Jim Harris asks: Do you retain and maintain data, or do you have a data retention strategy?
How effective is your organization at leveraging data and analytics to power your business models?
This question is surprising hard for many organizations to answer. Most organizations lack a roadmap against which they can measure their effectiveness for using data and analytics to optimize key business processes, uncover new business opportunities or deliver a differentiated customer experience. They do not understand what’s possible with respect to integrating big data and data science into the organization’s business model (see Figure 1).
My SAS Global Forum 2018 presentation on Tuesday April 10, 2018 will discuss the transformative potential of big data and advanced analytics, and will leverage the Big Data Business Model Maturity Index as a guide for helping organizations understand where and how they can leverage data and analytics to power their business models.
Digital Twins, Analytics Profiles and the Power of One
We all understand that the volume and variety of data are increasing exponentially. Your customers are leaving their digital fingerprints across the Internet via their website, social media, and mobile devices usage. The Internet of Things will unleash an estimated 44 Zettabytes of data across 7 billion connected people by 2020.
However, big data isn’t really about big; it’s about small. It’s about understanding your customer and product behaviors at the level of the individual. Big Data is about building detailed behavioral or analytic profiles for each individual (see Figure 2).
If you want to better serve your customers, you need to understand their tendencies, behaviors, inclinations, preferences, interests and passions at the level of each individual customer.
Customers’ expectations of their vendors are changing due to their personal experiences. From recommending products, services, movies, music, routes and even spouses, customers are expecting their vendors to understand they well enough that these vendors can provide a hyper-personalized customer experience.

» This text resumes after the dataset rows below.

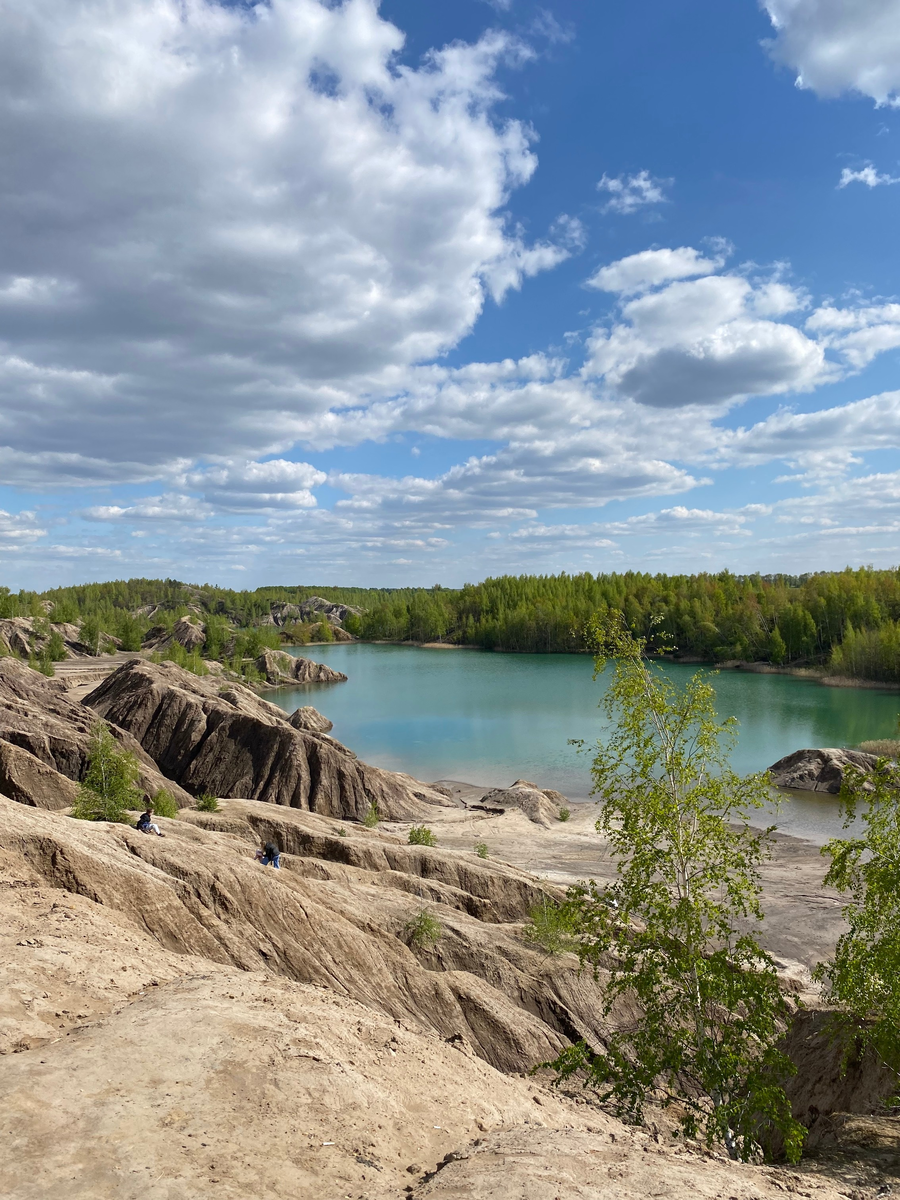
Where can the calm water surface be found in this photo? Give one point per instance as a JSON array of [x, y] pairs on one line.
[[493, 718]]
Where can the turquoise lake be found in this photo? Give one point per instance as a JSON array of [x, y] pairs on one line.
[[493, 718]]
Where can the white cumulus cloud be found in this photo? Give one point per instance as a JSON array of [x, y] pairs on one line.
[[217, 220], [868, 175], [700, 341], [837, 46], [628, 193]]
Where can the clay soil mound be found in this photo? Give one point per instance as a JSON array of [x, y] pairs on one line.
[[219, 738], [179, 1021]]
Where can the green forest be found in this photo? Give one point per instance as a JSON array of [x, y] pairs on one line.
[[846, 622]]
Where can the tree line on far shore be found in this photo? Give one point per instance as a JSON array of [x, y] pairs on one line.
[[846, 622]]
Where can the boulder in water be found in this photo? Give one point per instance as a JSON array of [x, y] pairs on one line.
[[817, 771], [281, 667], [229, 742]]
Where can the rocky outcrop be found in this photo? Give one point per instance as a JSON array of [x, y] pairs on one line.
[[45, 742], [817, 771], [317, 607], [190, 634], [24, 636], [229, 742], [201, 892], [541, 807], [281, 667], [310, 719], [159, 1036]]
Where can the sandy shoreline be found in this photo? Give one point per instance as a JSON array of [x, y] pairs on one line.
[[803, 919]]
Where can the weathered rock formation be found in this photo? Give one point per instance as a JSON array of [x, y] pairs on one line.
[[227, 741], [280, 667], [316, 609], [23, 636], [310, 719], [45, 742], [541, 807], [333, 923], [817, 771], [190, 634], [179, 1021]]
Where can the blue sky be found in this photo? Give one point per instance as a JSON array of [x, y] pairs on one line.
[[403, 293]]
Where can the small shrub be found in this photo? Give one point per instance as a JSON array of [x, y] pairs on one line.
[[55, 648], [551, 927], [109, 787], [886, 748], [421, 835], [42, 663], [187, 659], [163, 804], [423, 930]]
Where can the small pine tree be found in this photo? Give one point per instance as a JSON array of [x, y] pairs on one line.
[[89, 634], [109, 786], [778, 651]]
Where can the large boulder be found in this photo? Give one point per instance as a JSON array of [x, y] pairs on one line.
[[309, 718], [45, 742], [318, 609], [23, 636], [817, 771], [190, 634], [538, 805], [229, 742], [281, 667]]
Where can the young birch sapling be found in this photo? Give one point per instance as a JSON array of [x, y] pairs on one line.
[[676, 931], [111, 786]]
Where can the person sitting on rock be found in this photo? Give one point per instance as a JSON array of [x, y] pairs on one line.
[[269, 856], [147, 825]]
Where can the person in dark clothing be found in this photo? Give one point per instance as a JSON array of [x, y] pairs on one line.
[[269, 856], [147, 823]]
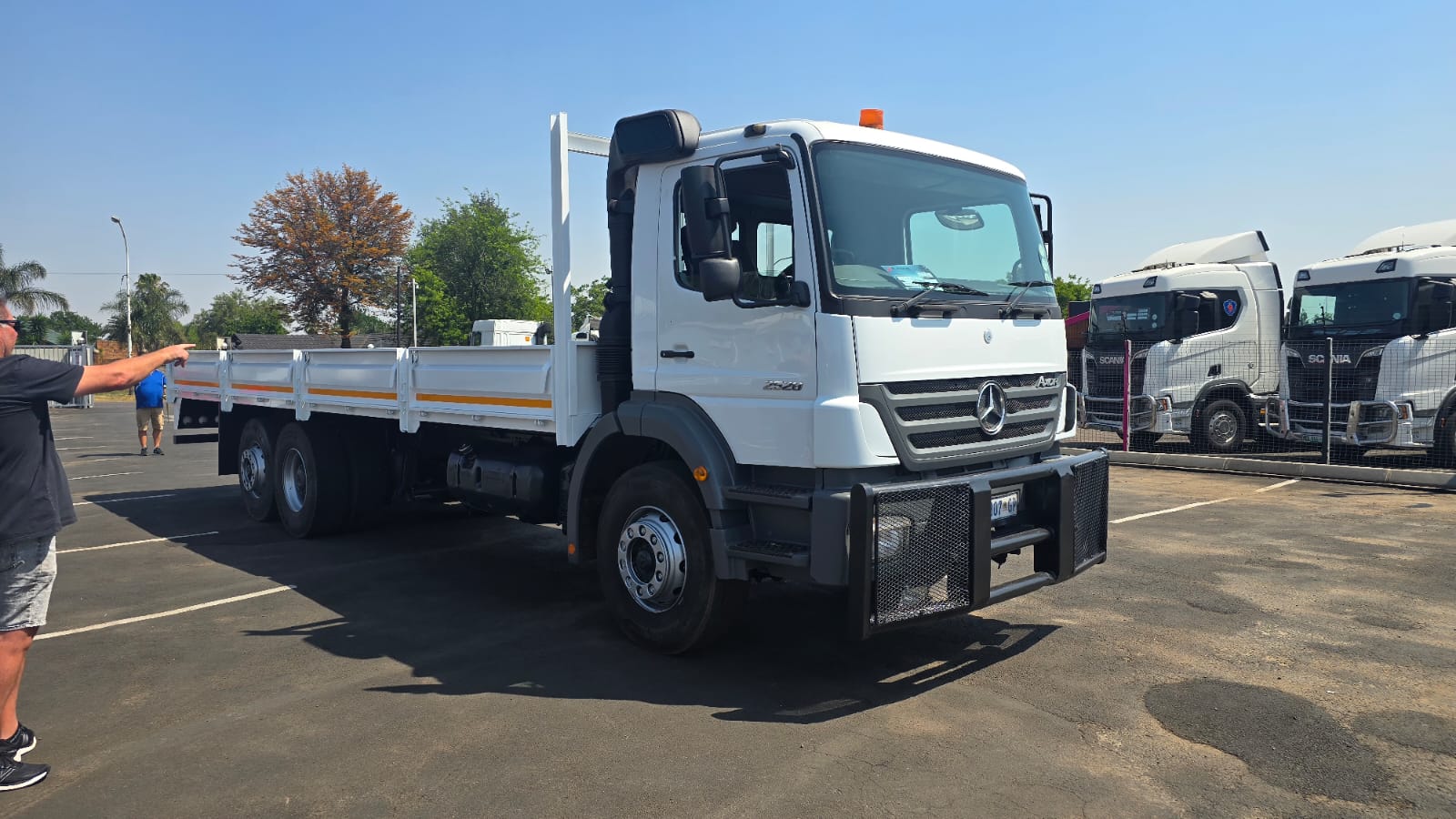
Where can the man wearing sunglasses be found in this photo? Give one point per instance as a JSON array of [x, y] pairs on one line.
[[35, 503]]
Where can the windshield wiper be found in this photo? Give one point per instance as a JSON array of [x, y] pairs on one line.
[[1021, 288], [931, 288]]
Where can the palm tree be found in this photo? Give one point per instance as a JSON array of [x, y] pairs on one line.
[[18, 288], [155, 310]]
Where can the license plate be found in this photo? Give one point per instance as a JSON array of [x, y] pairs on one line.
[[1005, 506]]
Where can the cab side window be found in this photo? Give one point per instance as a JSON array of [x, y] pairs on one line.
[[763, 232]]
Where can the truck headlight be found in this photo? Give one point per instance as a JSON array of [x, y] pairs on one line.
[[892, 535]]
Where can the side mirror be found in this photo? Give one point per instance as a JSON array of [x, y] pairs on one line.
[[710, 232], [1186, 324], [1441, 308]]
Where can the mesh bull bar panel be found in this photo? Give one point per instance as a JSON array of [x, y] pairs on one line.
[[922, 550]]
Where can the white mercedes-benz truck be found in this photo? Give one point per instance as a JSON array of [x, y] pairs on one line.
[[1376, 329], [1203, 319], [830, 354]]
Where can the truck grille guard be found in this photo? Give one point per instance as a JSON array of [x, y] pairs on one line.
[[928, 548]]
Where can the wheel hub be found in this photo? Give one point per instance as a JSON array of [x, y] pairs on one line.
[[652, 560], [1222, 428], [295, 480], [252, 471]]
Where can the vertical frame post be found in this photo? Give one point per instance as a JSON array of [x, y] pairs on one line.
[[1127, 395], [1330, 395], [564, 363]]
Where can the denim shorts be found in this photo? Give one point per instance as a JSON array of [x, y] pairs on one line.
[[26, 574]]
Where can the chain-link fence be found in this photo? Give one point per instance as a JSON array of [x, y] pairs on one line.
[[1346, 399]]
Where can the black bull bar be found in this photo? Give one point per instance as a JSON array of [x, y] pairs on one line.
[[924, 550]]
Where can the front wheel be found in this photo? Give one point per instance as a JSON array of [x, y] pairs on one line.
[[655, 562], [1220, 428]]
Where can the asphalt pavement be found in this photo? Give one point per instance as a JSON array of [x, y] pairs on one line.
[[1252, 647]]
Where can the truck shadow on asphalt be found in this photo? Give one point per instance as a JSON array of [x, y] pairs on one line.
[[480, 605]]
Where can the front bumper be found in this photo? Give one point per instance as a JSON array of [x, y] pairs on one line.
[[922, 550], [1147, 414], [1358, 423]]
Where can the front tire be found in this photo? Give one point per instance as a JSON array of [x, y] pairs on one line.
[[255, 472], [1220, 428], [655, 562], [312, 486]]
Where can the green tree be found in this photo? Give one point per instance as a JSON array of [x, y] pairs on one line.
[[441, 319], [1072, 288], [57, 327], [329, 244], [587, 302], [238, 312], [19, 290], [155, 310], [487, 266]]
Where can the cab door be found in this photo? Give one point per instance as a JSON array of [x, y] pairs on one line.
[[752, 369]]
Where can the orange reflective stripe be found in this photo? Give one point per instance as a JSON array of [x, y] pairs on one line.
[[446, 398], [354, 394]]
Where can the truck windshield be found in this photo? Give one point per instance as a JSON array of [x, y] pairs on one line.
[[900, 222], [1353, 308], [1132, 318]]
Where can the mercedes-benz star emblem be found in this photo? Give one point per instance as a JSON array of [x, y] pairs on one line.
[[990, 409]]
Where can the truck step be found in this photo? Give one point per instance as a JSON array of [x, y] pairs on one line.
[[769, 551], [772, 494]]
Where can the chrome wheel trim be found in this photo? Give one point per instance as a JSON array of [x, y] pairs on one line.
[[252, 470], [652, 560], [295, 480], [1223, 426]]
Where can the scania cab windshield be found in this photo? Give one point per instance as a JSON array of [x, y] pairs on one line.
[[1353, 308], [1132, 318]]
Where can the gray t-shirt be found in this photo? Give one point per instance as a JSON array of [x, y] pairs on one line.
[[35, 500]]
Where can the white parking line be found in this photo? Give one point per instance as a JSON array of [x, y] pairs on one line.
[[120, 500], [1278, 486], [135, 542], [207, 605], [1200, 503]]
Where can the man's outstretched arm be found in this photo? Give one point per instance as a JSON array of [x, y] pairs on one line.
[[128, 372]]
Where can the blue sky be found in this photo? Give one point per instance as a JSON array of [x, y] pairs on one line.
[[1149, 124]]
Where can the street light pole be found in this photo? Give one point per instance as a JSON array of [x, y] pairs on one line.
[[126, 280]]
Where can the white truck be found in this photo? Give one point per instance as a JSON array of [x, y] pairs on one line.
[[1376, 329], [881, 413], [1203, 319]]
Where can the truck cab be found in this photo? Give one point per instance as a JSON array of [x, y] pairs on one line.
[[1201, 321], [1373, 334]]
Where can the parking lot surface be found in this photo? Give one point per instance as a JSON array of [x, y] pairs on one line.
[[1252, 647]]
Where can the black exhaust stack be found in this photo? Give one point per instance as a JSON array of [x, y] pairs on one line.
[[660, 136]]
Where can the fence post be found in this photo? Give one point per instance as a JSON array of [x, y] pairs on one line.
[[1127, 395], [1330, 394]]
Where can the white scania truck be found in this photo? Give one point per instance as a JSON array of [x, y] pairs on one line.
[[829, 354], [1203, 319], [1376, 329]]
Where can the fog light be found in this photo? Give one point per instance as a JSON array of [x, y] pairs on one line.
[[892, 535]]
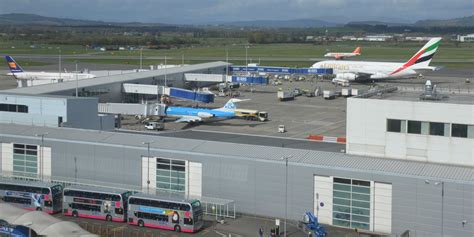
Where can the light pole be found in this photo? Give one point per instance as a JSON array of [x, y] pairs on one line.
[[60, 64], [227, 60], [286, 190], [42, 153], [28, 224], [77, 82], [438, 183], [148, 166]]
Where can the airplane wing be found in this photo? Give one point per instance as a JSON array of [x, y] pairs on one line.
[[188, 119]]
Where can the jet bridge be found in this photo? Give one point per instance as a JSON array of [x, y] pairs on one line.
[[200, 96]]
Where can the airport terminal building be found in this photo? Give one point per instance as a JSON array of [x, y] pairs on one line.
[[386, 180]]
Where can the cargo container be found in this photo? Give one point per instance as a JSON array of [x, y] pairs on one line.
[[250, 80], [329, 95], [346, 92], [204, 97], [356, 92], [198, 77]]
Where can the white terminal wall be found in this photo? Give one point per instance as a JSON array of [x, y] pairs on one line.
[[367, 135]]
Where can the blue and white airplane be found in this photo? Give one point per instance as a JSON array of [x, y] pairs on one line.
[[191, 115]]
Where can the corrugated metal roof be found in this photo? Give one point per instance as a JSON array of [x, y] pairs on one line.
[[245, 151], [71, 85], [41, 222]]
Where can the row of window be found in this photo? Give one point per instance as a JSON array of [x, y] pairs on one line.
[[170, 175], [92, 195], [13, 108], [85, 207], [351, 203], [160, 204], [430, 128], [151, 216]]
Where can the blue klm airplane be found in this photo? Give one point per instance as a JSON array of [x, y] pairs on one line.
[[191, 115]]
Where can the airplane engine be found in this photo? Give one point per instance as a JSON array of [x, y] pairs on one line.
[[205, 115], [347, 76]]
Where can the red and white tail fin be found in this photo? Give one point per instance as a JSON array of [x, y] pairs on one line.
[[357, 50], [423, 57]]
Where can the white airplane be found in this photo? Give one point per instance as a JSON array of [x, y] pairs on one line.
[[19, 74], [356, 52], [347, 71]]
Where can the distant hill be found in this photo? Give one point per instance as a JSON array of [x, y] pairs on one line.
[[32, 19], [467, 21], [297, 23]]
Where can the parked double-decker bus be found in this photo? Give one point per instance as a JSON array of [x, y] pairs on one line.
[[96, 203], [165, 213], [32, 195]]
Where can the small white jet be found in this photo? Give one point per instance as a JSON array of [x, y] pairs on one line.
[[356, 52], [347, 71], [17, 72]]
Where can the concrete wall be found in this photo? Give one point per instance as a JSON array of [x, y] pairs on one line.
[[42, 111], [258, 186], [46, 111], [366, 131]]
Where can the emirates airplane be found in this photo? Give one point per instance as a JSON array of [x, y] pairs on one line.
[[356, 52], [19, 74], [347, 71]]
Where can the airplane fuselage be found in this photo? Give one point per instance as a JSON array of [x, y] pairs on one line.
[[380, 70], [202, 113], [51, 76], [340, 55]]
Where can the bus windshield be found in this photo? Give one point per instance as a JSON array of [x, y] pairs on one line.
[[196, 204], [32, 197], [105, 205]]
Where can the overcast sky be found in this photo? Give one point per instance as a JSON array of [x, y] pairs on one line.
[[217, 11]]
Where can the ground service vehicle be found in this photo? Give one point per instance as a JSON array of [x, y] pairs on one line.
[[30, 195], [154, 126], [328, 95], [281, 129], [285, 95], [165, 213], [248, 114], [95, 203]]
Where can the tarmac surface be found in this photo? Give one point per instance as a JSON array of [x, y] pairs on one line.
[[242, 226], [302, 117], [250, 139]]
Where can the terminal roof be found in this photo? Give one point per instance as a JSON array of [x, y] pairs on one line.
[[227, 150], [123, 78]]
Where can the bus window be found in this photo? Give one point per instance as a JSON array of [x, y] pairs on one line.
[[188, 221]]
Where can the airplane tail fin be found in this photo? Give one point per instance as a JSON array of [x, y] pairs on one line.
[[357, 50], [230, 105], [14, 66], [421, 60], [423, 57]]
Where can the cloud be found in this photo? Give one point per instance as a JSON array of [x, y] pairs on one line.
[[208, 11]]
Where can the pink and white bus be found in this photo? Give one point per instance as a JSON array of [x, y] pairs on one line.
[[96, 203]]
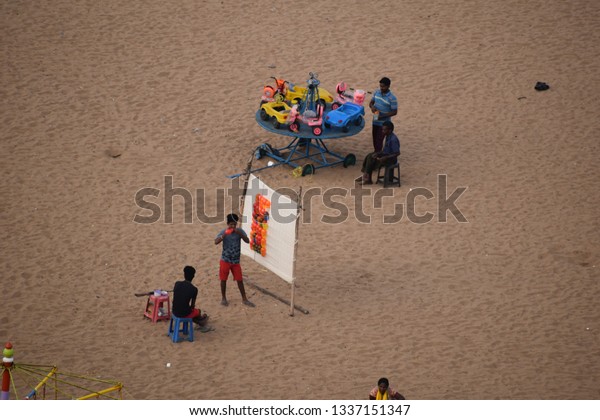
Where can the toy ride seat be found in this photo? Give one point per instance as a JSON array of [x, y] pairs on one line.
[[158, 308], [389, 176], [181, 326]]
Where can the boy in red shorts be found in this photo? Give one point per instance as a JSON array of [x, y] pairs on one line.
[[230, 257]]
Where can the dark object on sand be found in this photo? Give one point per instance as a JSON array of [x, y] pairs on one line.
[[541, 86]]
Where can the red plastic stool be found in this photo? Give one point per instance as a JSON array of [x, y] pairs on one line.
[[156, 308]]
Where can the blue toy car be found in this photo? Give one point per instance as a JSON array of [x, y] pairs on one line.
[[348, 113]]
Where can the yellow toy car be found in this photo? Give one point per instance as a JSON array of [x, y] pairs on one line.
[[277, 111]]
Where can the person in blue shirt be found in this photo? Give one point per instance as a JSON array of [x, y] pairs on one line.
[[230, 257], [384, 106], [386, 157]]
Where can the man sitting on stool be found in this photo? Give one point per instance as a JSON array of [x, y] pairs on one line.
[[184, 299], [387, 157]]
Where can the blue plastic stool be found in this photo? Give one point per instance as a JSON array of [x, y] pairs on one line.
[[176, 327]]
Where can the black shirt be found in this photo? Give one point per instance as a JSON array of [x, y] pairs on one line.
[[184, 293]]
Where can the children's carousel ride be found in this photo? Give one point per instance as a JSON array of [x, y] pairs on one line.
[[311, 116]]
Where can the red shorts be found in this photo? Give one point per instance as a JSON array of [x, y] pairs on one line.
[[195, 312], [225, 268]]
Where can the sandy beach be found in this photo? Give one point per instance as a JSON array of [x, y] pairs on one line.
[[103, 99]]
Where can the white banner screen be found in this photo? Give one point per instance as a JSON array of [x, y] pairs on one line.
[[269, 219]]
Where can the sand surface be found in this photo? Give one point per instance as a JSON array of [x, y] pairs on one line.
[[103, 99]]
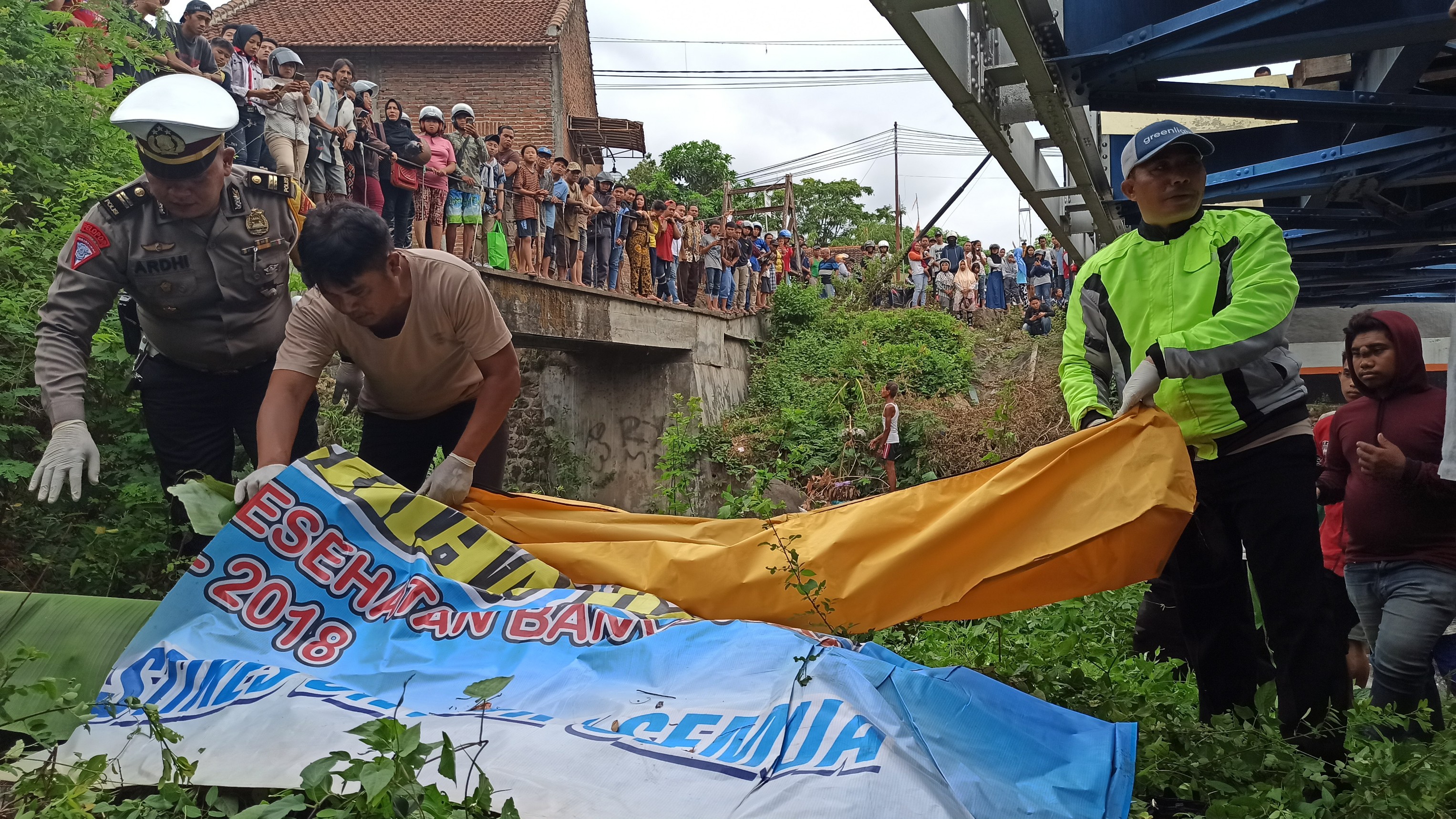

Demystifying Data Science (AI | ML | DL)
Too many organizations are spending too much time confusing too many executives on the capabilities of data science. The concept of data science is simple; data science is about identifying the variables and metrics that might be better predictors of business and operational performance (see Figure 3).
Whether using basic statistics, predictive analytics, data mining, machine learning, or deep learning, almost all of data science benefits are achieved from the simple formula of: Input (A) → Response (B).
By collaborating closely with the business subject matter experts to choosing Input (A), those variables and metrics that might be better predictor of performance, the data science team can achieve more accurate, more granular, lower latency Response (B). And the creative creation and selection of Input (A) creatively has already revolutionized many industries, and is poised to revolutionize more.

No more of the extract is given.